Eumolpe s’écrie : « Alors, tu nous menaces ? » Et, sans attendre la réponse, il lui allonge une gifle à tour de bras. L’hôte, éméché par les trop nombreux verres bus avec ses clients, lance à la tête d’Eumolpe une cruche en terre, lui fend le front, et file.

Eumolpe hurle, puis, impatient de venger cet outrage, se saisit d’un grand chandelier de bois, se met aux trousses du fuyard et venge son crâne fêlé en l’en frappant à tour de bras. Toute la maisonnée accourt, escortée d’une phalange de clients saouls. Quant à moi, j’avais trouvé ma vengeance : je tire la porte derrière Eumolpe, lui rendant ainsi la monnaie de sa pièce et m’assurant, sans rival importun, la jouissance et de la chambre et des plaisirs de la nuit.

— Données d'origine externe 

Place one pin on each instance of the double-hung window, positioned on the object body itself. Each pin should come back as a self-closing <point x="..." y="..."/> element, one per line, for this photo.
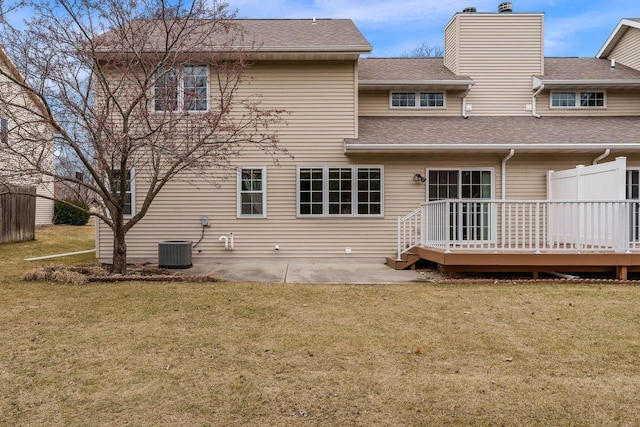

Cependant, toute la séquelle des marmitons et des locataires tombe sur le malheureux : l’un, avec une broche encore chargée de viandes fumantes, esquisse une attaque contre ses yeux ; l’autre, avec un croc emprunté au garde-manger, prend ses dispositions pour la bataille mais surtout une vieille chassieuse, ceinte d’un torchon horriblement sale et chaussée de sabots dépareillés, arrive en traînant par la chaîne un dogue d’une taille effrayante et se met à l’exciter contre Eumolpe. Ce dernier se tirait de tous ces périls à grand renfort de coups de chandelier.